I would be comfortable interacting with people of my age and younger. But I would not interact with anyone older than 65 or anyone younger that had comorbidity issues.
If my children or I did get infected, I would keep us isolated until I was sure we were not just symptom free but tested negative so that we would not infect others.
If I were older than 25 but younger than 65, I’d feel free to interact with people under 25 and I’d keep a social distance from people of my age group.
And if I were older than 65 and worried about getting infected and dying, I’d self-isolate and stay isolated till there was herd immunity.
I am older than 65 but I’m not worried about getting infected and dying. If I did get infected, my chances of living would be better then 80%. In terms of getting and spreading the disease unwittingly, I’d follow the social distancing rules I mentioned above.

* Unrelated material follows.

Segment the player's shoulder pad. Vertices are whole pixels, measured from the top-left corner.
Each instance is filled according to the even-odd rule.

One more thing I’d do and advise anyone else to do. If I got symptoms, I wouldn’t wait to get an appointment with my doctor. I’d get tested not just for COVID-19 but also for any other upper respiratory disorder, including influenza. I’d do that because I understand that you don’t die from the bug itself. You die from pneumonia. And pneumonia, when treated early, can usually be treated with antibiotics.
Looking at it from a social perspective, the bottom line for me is that old and immune-compromised people should self-isolate. And the rest of the world should look forward to getting back to the sensible adaptive behaviors that are recommended for treating influenza.